アマゾンと提携したコンデナストが発行する「ヴォーグ」のホームページ。


 米国のメディアによると、アマゾンが顧客情報をコンデナストと共有することで合意したため、提携が実現したという。その背景には、米国の複雑な書店事情がある。

 米国の国土面積は日本の25倍だが、書店数は3分の2程度。雑誌はウェブサイトやはがきで購読を申し込むのが一般的だ。そのためコンデナストには、購読者の年齢や居住地といった情報が集まっている。マーケティングや広告戦略などに使える、重要なデータだ。

 ところが本がアマゾンを経由して購入されるようになると、顧客情報をアマゾンに握られることになる。広告やレコメンドを出版社の頭越しにやられてしまうため、出版社にはアマゾンの販売力で雑誌の電子版が売れる以上のデメリットを抱え込むことになるのだ。

 そこでコンデナストは提携の条件として、アマゾンが持つ顧客情報の共有を提示したものと思われる。
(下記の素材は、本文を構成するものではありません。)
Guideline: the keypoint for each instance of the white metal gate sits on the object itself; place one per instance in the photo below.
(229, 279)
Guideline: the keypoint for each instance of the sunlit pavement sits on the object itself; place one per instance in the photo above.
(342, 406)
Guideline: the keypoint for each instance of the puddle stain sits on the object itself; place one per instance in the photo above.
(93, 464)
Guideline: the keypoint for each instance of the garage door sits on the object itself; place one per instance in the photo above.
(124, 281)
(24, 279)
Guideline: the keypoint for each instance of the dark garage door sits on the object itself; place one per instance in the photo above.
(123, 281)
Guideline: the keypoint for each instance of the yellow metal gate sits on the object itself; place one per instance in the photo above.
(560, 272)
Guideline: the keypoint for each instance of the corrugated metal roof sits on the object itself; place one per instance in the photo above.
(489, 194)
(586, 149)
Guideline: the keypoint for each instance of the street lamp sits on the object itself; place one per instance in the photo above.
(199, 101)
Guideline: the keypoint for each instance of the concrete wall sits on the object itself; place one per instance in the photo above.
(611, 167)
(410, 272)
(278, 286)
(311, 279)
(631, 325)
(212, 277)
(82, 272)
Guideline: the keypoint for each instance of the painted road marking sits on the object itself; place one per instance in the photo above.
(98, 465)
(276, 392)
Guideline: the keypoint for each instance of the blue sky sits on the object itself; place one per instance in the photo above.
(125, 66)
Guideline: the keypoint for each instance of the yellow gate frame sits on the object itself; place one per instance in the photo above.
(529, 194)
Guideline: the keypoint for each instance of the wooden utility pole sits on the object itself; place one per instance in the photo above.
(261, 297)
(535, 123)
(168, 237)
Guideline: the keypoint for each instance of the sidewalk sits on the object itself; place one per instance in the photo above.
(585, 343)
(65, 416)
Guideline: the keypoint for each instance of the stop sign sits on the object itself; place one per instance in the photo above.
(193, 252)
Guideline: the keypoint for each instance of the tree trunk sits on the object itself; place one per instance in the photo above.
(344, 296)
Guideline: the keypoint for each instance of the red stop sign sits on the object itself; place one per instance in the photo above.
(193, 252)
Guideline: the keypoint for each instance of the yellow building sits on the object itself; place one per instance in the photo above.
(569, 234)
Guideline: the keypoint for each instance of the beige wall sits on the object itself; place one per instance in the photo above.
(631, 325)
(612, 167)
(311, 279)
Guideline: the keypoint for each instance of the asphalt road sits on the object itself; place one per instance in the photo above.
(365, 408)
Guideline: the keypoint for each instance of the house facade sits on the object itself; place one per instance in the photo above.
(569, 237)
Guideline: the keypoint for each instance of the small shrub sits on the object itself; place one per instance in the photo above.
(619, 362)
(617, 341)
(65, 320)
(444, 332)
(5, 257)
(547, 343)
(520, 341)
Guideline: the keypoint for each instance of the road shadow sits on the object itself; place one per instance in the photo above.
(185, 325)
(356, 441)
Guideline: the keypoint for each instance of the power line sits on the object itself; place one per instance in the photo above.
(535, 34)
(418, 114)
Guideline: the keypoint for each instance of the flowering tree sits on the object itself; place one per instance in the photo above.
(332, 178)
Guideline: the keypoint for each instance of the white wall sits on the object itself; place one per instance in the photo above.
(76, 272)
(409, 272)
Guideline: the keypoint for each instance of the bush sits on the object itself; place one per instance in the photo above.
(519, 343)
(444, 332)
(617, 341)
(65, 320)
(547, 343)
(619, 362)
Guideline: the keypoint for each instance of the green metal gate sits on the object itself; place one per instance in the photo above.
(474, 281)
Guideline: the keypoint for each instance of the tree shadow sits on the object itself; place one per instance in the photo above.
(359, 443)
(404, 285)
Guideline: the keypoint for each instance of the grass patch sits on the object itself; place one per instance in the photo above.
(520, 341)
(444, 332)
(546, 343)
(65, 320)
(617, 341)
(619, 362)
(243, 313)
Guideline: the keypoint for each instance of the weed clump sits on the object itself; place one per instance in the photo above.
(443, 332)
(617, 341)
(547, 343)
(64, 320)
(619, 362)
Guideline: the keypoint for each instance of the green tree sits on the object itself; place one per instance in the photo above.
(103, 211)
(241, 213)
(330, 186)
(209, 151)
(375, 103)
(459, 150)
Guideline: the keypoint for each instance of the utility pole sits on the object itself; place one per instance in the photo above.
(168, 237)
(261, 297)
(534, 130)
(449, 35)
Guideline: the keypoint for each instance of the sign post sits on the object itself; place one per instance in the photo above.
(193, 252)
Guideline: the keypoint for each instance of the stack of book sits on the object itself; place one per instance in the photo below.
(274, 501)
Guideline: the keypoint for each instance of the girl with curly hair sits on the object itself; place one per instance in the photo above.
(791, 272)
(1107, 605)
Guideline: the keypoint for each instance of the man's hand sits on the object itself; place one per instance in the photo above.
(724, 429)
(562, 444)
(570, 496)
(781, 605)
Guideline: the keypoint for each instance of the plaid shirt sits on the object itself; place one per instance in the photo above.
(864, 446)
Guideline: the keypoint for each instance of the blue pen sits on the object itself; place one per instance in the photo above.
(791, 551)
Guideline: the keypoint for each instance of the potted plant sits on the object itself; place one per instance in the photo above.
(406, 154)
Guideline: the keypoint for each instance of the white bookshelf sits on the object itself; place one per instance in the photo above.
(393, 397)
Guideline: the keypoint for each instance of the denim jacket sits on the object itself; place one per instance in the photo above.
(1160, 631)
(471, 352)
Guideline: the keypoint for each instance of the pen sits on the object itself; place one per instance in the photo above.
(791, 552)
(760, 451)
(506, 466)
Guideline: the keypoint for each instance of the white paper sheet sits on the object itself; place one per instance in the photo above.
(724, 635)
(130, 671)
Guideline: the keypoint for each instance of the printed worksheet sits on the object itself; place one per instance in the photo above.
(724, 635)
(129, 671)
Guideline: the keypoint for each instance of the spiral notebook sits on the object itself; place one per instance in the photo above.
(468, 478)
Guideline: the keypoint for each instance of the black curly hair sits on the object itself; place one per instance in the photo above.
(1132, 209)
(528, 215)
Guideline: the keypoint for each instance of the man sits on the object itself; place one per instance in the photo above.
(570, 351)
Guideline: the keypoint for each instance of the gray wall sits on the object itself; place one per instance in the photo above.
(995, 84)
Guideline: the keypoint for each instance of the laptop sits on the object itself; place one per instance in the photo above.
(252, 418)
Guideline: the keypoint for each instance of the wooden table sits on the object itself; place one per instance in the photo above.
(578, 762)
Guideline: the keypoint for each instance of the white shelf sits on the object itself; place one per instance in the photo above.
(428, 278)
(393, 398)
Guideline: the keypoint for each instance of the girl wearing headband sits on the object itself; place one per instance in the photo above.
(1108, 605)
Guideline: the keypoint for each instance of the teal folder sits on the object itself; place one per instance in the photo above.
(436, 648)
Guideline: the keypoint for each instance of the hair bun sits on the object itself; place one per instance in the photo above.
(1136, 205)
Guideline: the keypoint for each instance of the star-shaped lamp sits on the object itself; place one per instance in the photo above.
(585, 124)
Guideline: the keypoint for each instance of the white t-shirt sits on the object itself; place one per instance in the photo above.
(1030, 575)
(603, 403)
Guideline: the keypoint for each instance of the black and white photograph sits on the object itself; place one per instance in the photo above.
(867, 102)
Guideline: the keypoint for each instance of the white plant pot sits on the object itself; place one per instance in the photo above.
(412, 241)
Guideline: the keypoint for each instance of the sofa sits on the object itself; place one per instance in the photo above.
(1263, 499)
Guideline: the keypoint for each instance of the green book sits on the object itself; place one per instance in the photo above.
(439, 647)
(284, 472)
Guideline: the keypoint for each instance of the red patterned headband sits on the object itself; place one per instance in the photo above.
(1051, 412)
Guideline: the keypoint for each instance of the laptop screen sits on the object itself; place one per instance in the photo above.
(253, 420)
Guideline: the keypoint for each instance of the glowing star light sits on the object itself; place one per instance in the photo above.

アマゾン側もコンデナストが持つ豊富なコンテンツを利用できるうえ、その顧客情報も手に入れられるわけで、まさにウィン・ウィンの提携というところだろう。

 しかし、このような「駆け引き」が可能なのは米国ならでは。日本の出版社は、そもそも顧客情報を持っていない。雑誌や本は書店で販売されるため、誰がどんな雑誌を読んでいるか分からないのだ。

 代わりに「読者アンケート」で読者像を掴もうとしているが、米国の雑誌ほど緻密な顧客情報を持っているとは言いがたい。つまり日本の出版社は、コンテンツ以外の「交渉材料」がない。

 一方で、アマゾンの存在感は増すばかりだ。日本通信販売協会によると、2012年度の国内通販売上高は前年度比6.3%の5兆4100億円。アマゾンジャパンの増収が全体成長の3割を占め、売上高は約7300億円に上るという。

 アマゾン優位の交渉条件をいかに切り崩せるか。日本の出版社がアマゾンと共存共栄するための試練は続く。